デザートを食べ終え、三人の食事代が九千四百円程とわかるとゆかりは四千円をテーブルに置き、立ち上がった。
「残りは、達也くんが払って。穂波は私たちが誘っちゃったから奢るね」
ゆかりはそう言った。達也はポカンとした表情を向けた。
「じゃあ、ちょっと帰らなきゃいけないから」
一刻も早く帰りたかった。割り勘なんて面倒なことはしたくない。きっと達也は穂波の分しか奢る気は無かっただろう。だから、ゆかりは適当にお金を置いてさっさと店を出た。目から涙が出ていた。達也と穂波が付き合うことになったわけではないのに、ゆかりは失恋した気分になっていた。振り返らず、駅まで歩いて電車に乗ってようやく、落ち着いた。腕時計を見ると時刻は午後九時少し前だった。ゆかりはスマートフォンを見ると通知が入っていた。雅也からだった。
『ゆかりちゃん、何してる?』
何してるんだろう、とゆかりは思った。食事会という名の、好きな人と友達を紹介する地獄のひと時を過ごした後だ。しかし、そんな重いことは言えない。
『電車に乗ってるところ』
正直で無難な答えを送信した。次のメッセージは数分後に来た。
『ちょっと会えないかな』
ゆかりは迷った。自分に好意を持つ者に気安く会っていいのか、わからなかった。それでも、先程のつまらなかった食事会を忘れたかったから承諾してしまった。
『うん、いいよ』
雅也の家の最寄駅でゆかりは下車すると、改札口に立つ雅也を見つけた。
「雅也くん」
ゆかりが声をかけると、雅也の顔がパッと華やいだ。
「急に呼んで、ごめん」
「ううん、飲みたい気分だったから」
「そっか」
雅也は個人経営の小さな居酒屋にゆかりを連れて行った。
「ゆかりちゃん、お酒弱くてビール苦手なんだから一杯目からサワーでもカクテルでもいいよ」
雅也は優しかった。つまみもゆかりの好物を選んでくれた。こんなに優しい男の前で、ゆかりは頭の中で達也と穂波があの後どうなったのか気になっていた。
「ゆかりちゃん、悩んでることあるの?」
雅也の話をうわの空で聞くゆかりに雅也が問いかけた。
「ううん、大丈夫だよ。ごめんね」
ゆかりは首を振った。雅也は怪訝そうな顔をしたがそれ以上は追求しなかった。二人は大学の話や春休みの話をした。盛り上がるわけでもなく、つまらないわけでもない、ゆかりには心地よかった。雅也は少し物足りない気分だったが、悩んでいるのか聞いたあとはゆかりも積極的に話してくれたのでそれでいいと思った。

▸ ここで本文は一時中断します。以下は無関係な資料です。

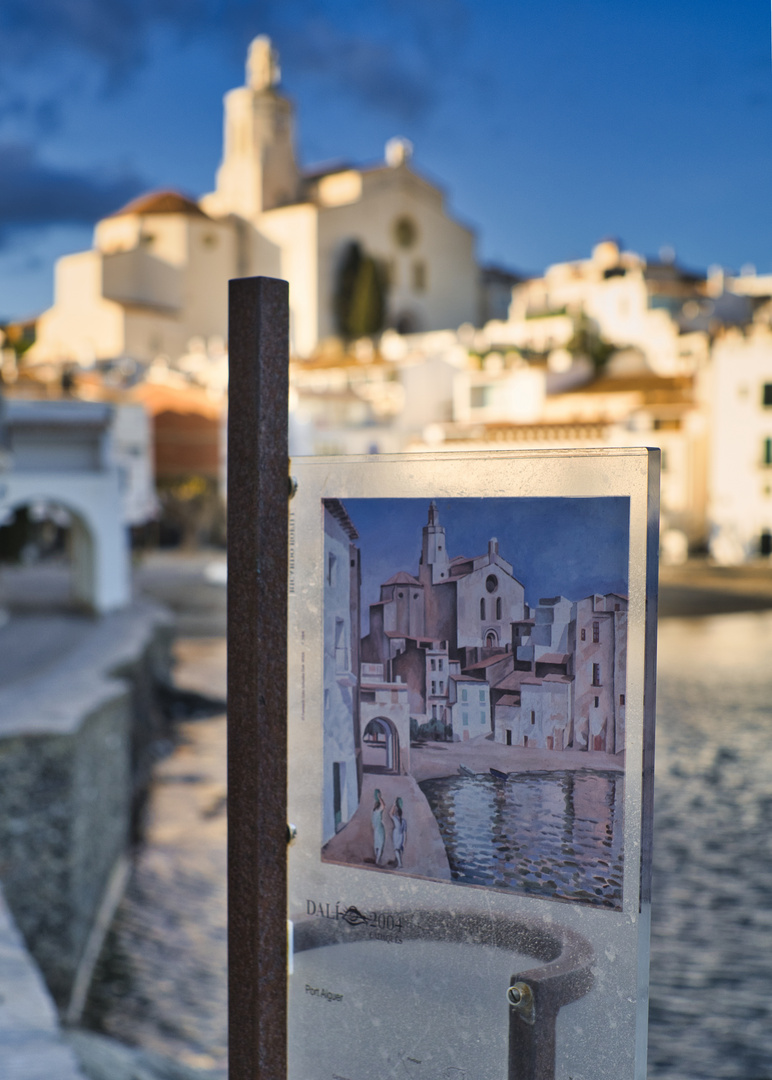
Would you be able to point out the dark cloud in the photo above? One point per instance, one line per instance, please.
(391, 54)
(34, 193)
(113, 32)
(392, 78)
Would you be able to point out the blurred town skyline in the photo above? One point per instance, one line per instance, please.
(550, 129)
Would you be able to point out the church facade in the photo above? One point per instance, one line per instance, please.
(157, 275)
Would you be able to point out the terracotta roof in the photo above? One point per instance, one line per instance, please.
(488, 661)
(336, 508)
(403, 578)
(509, 699)
(161, 202)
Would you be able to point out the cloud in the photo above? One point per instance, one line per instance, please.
(114, 32)
(34, 193)
(395, 79)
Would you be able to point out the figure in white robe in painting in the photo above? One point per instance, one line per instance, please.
(400, 832)
(378, 826)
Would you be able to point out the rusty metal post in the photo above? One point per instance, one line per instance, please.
(257, 676)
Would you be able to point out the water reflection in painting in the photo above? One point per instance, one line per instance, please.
(557, 835)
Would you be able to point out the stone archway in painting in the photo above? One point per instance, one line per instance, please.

お会計は払うというゆかりを押し切って雅也が出した。ゆかりは申し訳ない思いがあったが、お言葉に甘えた。店の外に出ると、冷たい風が吹いた。
「寒いね……」
ゆかりが呟くと、雅也は自分のマフラーをゆかりに巻いた。
「あとで返してくれればいいから」
「そんな、悪いよ」
ゆかりは焦った。雅也といることは楽しいけれど、雅也を好きになれないから困るのだ。
「ゆかりちゃんはさ、片思いしてるよね?」
雅也は真っ直ぐな目をゆかりに向けて呟いた。
「え?」
「俺のこと見てないもん」
雅也はゆかりの耳元で囁いた。
「好きにさせてみせるよ」
「雅也くん、酔ってる?」
ゆかりはそう聞いたが、雅也はゆかりの手を握り、駅まで送ってくれた。
「気をつけて。おやすみ」
雅也が強い眼差しを向けてそう言うので、ゆかりは「おやすみ」と言って改札を通った。振り向くと雅也は手を振っていたので、ゆかりも軽く手を振り歩き出した。
全員が片思い。恋のスタートラインを出発した。